Value and nullability analysis

ReSharper performs value analysis to help you find possible 'null' dereferences as well as redundant boolean comparisons and null checks.

Different ways of analyzing values

ReSharper can analyze values in several ways:

  • By understanding the behavior of language constructs.

    In the example below, based on the fact that the parameter obj was explicitly checked for nullability, ReSharper reasonably supposes that the value of obj can be indeed 'null' and displays the corresponding warning:

    ReSharper: Nullability analysis
  • By relying on code annotation attributes ([CanBeNull], [NotNull], [ItemCanBeNull], [ItemNotNull])

    In this example, the method Bar is marked with the [CanBeNull] attribute, Using this information, ReSharper warns you that the return value of Bar can be null, and calling a method on it could lead to a 'null' dereference:

    ReSharper: Nullability analysis
  • In C#8.0 and later, ReSharper can reuse results of the compiler analysis if Nullable reference types.

Value and nullability analysis modes

ReSharper can analyze values in different modes:

Optimistic

By default, value analysis mode is optimistic. In this mode, ReSharper only warns about possible 'null' dereference if the value was explicitly checked for nullability, or if the symbol is marked with the [CanBeNull] or [ItemCanBeNull] attribute.
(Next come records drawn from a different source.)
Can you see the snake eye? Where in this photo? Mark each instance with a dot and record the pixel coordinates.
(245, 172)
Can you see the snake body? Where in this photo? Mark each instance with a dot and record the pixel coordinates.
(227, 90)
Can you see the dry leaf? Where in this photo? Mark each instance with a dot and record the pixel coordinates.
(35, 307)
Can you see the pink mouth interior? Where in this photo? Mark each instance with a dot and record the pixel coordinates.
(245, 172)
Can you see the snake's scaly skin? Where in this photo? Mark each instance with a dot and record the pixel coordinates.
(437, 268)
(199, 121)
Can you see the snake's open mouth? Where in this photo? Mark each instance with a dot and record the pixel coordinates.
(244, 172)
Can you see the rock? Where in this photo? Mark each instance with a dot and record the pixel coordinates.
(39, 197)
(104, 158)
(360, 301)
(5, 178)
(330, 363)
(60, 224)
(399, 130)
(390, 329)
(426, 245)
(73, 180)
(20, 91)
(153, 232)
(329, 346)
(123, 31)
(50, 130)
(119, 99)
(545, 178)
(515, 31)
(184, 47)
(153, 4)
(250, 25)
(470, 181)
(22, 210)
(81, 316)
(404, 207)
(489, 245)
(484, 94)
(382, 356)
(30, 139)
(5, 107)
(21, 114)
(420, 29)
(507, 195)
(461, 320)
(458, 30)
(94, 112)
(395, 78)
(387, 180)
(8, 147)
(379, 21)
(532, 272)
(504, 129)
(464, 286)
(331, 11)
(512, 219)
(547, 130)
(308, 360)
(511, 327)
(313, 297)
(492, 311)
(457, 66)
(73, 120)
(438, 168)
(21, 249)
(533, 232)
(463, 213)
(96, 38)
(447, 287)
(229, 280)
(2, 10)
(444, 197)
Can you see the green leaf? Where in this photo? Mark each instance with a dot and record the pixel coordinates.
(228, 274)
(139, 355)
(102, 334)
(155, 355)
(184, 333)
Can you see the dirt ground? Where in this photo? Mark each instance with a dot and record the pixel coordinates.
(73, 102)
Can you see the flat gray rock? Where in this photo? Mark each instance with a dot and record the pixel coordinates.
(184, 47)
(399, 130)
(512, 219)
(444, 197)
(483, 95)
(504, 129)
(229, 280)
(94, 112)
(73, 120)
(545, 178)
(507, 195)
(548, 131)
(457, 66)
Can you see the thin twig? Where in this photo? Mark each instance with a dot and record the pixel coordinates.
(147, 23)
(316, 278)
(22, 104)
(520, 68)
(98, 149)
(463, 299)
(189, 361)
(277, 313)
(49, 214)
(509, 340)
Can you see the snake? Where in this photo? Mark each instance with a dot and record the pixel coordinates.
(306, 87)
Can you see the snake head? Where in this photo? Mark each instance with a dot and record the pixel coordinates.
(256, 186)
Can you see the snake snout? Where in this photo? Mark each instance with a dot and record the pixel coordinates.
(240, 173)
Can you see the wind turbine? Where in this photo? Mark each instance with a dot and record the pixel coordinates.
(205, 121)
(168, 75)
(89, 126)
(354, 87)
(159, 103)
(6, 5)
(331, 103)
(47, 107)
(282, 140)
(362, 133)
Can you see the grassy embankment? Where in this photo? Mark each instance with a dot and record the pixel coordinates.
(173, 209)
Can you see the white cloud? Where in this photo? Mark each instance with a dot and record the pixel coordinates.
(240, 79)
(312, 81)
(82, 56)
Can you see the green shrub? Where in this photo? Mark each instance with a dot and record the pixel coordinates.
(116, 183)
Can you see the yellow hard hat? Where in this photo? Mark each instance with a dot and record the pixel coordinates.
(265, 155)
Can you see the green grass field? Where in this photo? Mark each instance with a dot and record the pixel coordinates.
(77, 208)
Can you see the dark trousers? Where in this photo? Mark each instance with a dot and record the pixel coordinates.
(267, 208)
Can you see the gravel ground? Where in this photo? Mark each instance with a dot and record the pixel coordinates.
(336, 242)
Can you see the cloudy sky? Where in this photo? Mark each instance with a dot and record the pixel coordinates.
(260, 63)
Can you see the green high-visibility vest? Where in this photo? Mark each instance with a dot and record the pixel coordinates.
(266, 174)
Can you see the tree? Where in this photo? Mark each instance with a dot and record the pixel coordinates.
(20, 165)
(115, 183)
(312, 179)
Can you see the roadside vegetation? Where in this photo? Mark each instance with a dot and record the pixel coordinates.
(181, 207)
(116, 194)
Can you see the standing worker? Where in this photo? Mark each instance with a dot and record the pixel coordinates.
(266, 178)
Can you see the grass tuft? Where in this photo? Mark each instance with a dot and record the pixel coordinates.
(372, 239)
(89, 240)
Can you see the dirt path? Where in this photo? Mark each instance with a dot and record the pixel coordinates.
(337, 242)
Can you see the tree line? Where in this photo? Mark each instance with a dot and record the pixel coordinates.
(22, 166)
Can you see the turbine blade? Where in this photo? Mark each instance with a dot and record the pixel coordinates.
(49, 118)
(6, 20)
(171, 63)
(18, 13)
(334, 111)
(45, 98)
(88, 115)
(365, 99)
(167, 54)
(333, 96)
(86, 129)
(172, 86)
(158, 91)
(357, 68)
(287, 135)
The optimistic mode is demonstrated in the examples above.

Pessimistic

In this mode, ReSharper warns about possible 'null' dereference in all contexts where the value is not checked for nullability explicitly, unless the symbol is marked with the [NotNull] or [ItemNotNull] attribute.
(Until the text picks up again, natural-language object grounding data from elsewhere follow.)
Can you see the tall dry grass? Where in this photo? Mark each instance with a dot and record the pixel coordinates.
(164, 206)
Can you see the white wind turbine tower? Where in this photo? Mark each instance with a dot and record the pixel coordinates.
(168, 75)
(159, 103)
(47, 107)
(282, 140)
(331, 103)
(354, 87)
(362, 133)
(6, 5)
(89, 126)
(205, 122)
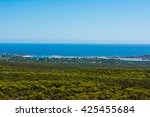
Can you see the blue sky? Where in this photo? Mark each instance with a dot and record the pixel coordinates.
(75, 21)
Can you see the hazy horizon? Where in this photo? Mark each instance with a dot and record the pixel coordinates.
(75, 21)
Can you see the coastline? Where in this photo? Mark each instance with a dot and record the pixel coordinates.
(124, 58)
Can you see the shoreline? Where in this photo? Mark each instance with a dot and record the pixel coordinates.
(145, 57)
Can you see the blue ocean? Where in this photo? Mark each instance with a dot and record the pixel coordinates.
(76, 49)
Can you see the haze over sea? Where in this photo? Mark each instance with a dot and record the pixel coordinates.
(76, 49)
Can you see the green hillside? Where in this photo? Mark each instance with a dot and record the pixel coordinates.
(22, 80)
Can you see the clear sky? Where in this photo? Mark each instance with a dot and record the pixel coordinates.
(75, 21)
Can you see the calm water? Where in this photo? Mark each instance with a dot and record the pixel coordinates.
(75, 49)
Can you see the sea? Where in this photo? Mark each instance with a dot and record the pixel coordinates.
(75, 49)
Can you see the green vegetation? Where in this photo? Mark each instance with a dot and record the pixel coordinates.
(26, 80)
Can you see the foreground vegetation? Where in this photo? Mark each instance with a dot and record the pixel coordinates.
(60, 81)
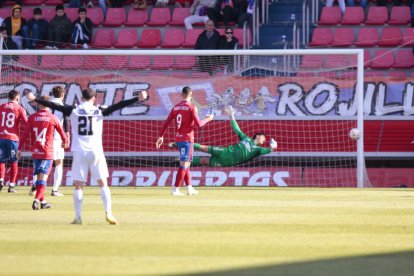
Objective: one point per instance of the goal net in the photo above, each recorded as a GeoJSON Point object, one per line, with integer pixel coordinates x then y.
{"type": "Point", "coordinates": [307, 100]}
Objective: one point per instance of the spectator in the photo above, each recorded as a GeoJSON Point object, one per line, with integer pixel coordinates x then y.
{"type": "Point", "coordinates": [198, 12]}
{"type": "Point", "coordinates": [35, 30]}
{"type": "Point", "coordinates": [60, 28]}
{"type": "Point", "coordinates": [225, 11]}
{"type": "Point", "coordinates": [329, 3]}
{"type": "Point", "coordinates": [82, 30]}
{"type": "Point", "coordinates": [207, 40]}
{"type": "Point", "coordinates": [14, 25]}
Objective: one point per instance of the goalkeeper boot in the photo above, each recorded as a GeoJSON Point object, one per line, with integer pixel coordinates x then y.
{"type": "Point", "coordinates": [111, 219]}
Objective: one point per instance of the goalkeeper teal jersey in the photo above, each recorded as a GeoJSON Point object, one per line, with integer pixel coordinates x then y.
{"type": "Point", "coordinates": [237, 154]}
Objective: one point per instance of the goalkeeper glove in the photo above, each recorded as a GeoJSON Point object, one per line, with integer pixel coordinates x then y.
{"type": "Point", "coordinates": [230, 111]}
{"type": "Point", "coordinates": [273, 144]}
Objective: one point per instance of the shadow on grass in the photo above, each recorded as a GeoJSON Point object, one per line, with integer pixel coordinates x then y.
{"type": "Point", "coordinates": [391, 264]}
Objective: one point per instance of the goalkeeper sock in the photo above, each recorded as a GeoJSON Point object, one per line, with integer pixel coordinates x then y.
{"type": "Point", "coordinates": [179, 177]}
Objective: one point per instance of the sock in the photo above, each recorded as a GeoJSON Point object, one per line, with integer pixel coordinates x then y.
{"type": "Point", "coordinates": [2, 170]}
{"type": "Point", "coordinates": [13, 172]}
{"type": "Point", "coordinates": [77, 202]}
{"type": "Point", "coordinates": [57, 177]}
{"type": "Point", "coordinates": [179, 177]}
{"type": "Point", "coordinates": [106, 199]}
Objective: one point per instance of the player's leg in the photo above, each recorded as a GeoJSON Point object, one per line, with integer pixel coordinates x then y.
{"type": "Point", "coordinates": [100, 173]}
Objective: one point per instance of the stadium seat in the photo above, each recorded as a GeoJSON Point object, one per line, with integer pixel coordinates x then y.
{"type": "Point", "coordinates": [330, 16]}
{"type": "Point", "coordinates": [51, 62]}
{"type": "Point", "coordinates": [191, 37]}
{"type": "Point", "coordinates": [321, 37]}
{"type": "Point", "coordinates": [343, 37]}
{"type": "Point", "coordinates": [185, 62]}
{"type": "Point", "coordinates": [115, 17]}
{"type": "Point", "coordinates": [312, 62]}
{"type": "Point", "coordinates": [400, 15]}
{"type": "Point", "coordinates": [367, 37]}
{"type": "Point", "coordinates": [408, 37]}
{"type": "Point", "coordinates": [377, 16]}
{"type": "Point", "coordinates": [383, 59]}
{"type": "Point", "coordinates": [353, 16]}
{"type": "Point", "coordinates": [72, 13]}
{"type": "Point", "coordinates": [162, 62]}
{"type": "Point", "coordinates": [159, 17]}
{"type": "Point", "coordinates": [116, 62]}
{"type": "Point", "coordinates": [104, 38]}
{"type": "Point", "coordinates": [173, 38]}
{"type": "Point", "coordinates": [390, 37]}
{"type": "Point", "coordinates": [72, 62]}
{"type": "Point", "coordinates": [127, 38]}
{"type": "Point", "coordinates": [139, 62]}
{"type": "Point", "coordinates": [178, 16]}
{"type": "Point", "coordinates": [150, 38]}
{"type": "Point", "coordinates": [404, 59]}
{"type": "Point", "coordinates": [96, 15]}
{"type": "Point", "coordinates": [136, 17]}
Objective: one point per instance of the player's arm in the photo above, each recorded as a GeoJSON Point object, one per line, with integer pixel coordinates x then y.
{"type": "Point", "coordinates": [142, 96]}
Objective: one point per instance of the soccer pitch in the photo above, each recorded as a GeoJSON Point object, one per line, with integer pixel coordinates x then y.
{"type": "Point", "coordinates": [226, 231]}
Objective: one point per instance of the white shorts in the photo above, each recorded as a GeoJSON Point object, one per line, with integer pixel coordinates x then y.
{"type": "Point", "coordinates": [83, 161]}
{"type": "Point", "coordinates": [58, 151]}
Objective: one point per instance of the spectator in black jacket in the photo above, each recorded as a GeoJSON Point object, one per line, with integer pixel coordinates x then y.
{"type": "Point", "coordinates": [35, 30]}
{"type": "Point", "coordinates": [60, 29]}
{"type": "Point", "coordinates": [207, 40]}
{"type": "Point", "coordinates": [14, 24]}
{"type": "Point", "coordinates": [82, 29]}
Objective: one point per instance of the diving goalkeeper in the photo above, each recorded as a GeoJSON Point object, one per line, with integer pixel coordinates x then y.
{"type": "Point", "coordinates": [247, 149]}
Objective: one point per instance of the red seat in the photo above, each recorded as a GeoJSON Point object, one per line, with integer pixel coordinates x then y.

To change value analysis mode or disable the analysis, configure the Value analysis mode preference on the Code Inspection | Settings page of ReSharper options (Alt+R, O).

Nullable reference types

If nullable reference types (NRT) are enabled, ReSharper reuses the results of C# compiler analysis.
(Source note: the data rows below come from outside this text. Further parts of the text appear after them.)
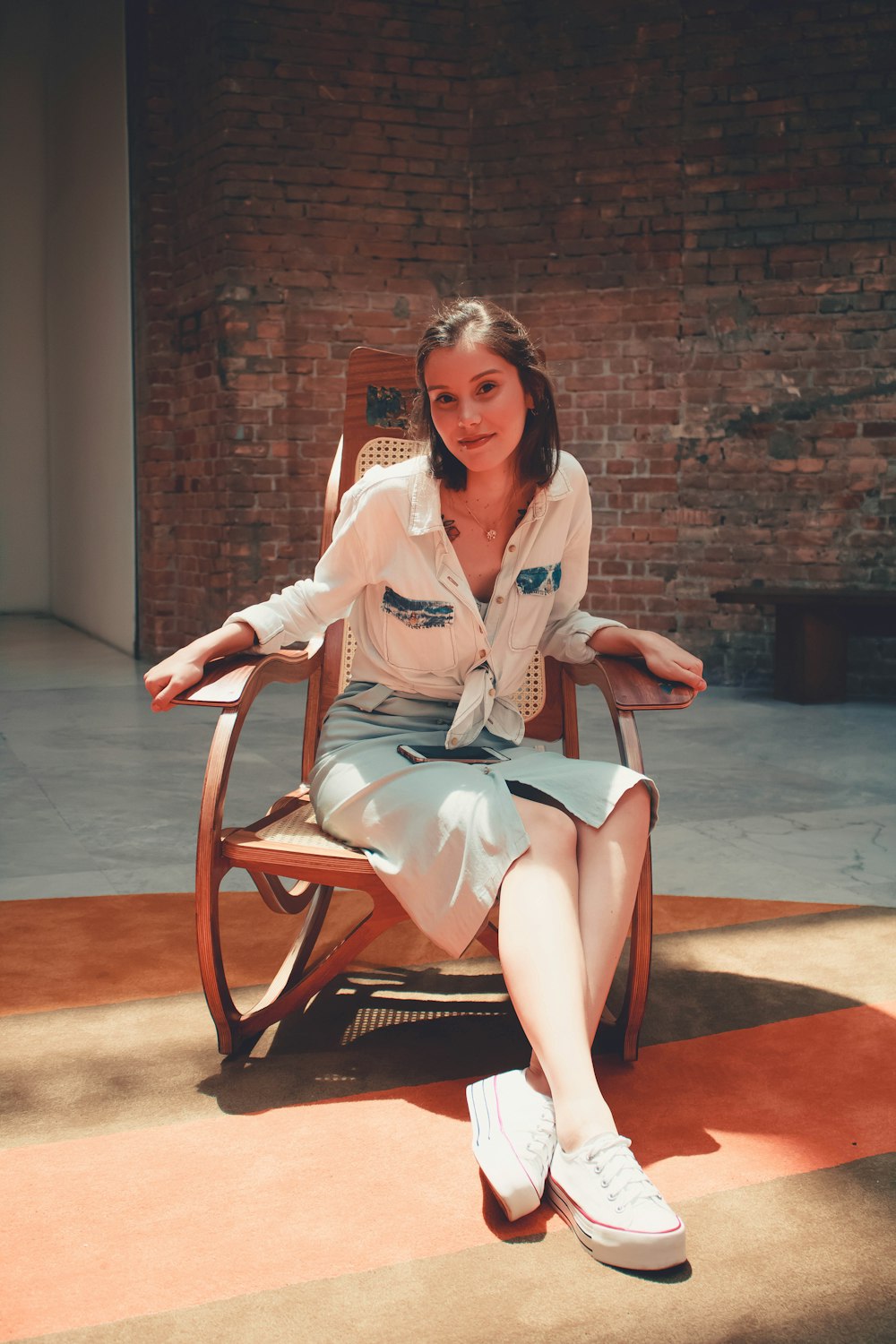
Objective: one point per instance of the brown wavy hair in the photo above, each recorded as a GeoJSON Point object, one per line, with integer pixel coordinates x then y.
{"type": "Point", "coordinates": [482, 323]}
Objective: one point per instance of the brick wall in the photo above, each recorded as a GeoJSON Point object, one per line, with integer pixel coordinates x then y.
{"type": "Point", "coordinates": [300, 188]}
{"type": "Point", "coordinates": [696, 204]}
{"type": "Point", "coordinates": [692, 204]}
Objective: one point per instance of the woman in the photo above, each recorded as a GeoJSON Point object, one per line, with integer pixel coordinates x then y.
{"type": "Point", "coordinates": [455, 569]}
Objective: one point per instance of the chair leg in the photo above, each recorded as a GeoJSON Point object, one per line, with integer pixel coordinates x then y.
{"type": "Point", "coordinates": [621, 1032]}
{"type": "Point", "coordinates": [640, 954]}
{"type": "Point", "coordinates": [298, 978]}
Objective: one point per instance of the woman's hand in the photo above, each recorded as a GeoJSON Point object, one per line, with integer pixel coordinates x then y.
{"type": "Point", "coordinates": [668, 660]}
{"type": "Point", "coordinates": [182, 669]}
{"type": "Point", "coordinates": [171, 676]}
{"type": "Point", "coordinates": [662, 656]}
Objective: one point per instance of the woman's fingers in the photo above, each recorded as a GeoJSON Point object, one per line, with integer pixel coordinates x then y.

NRT improve overall precision of the nullability analysis, but there are cases when NRT contracts can be violated, for example when values are coming from code without #nullable context. In such cases you may get false positive warnings for nullability checks (for example, Expression is always 'true' or 'false') . In such cases, you can choose to ignore nullable API contracts and only report such cases when previous operations with the value in your code guarantee that it can or cannot be null.

You can change this behavior right from the Alt+Enter menu:

ReSharper: Nullable reference types

... or using the Nullable reference types' warnings mode option on the Code Inspection | Settings page of ReSharper options .

When ReSharper ignores nullable API contracts, nullability analysis relies on the program control flow to report redundant null checks. For example:

var myString = ApiMethod(); if (myString is null) throw new ApplicationException("the string is null"); // warning 'Expression is always true' // 'myString' cannot be null because it's already checked for null in our code if (myString != null) Console.WriteLine(myString);

To learn more about NRT and how ReSharper supports them, watch this webinar recording:

Further examples of value analysis

Here are some more examples of ReSharper's value and nullability analysis:

  • If a nullability check has been already done with a simple LINQ query, ReSharper tells you that a further nullability check is redundant:

    Redundant nullability check for collection item
  • The same happens if you mark a collection with the [ItemNotNull] attribute:

    Redundant nullability check for collection item
  • The next example illustrates how value analysis works when the pessimistic mode is enabled. The value of the list was checked for nullability, but not list items. Therefore ReSharper warns here about possible 'null' dereference.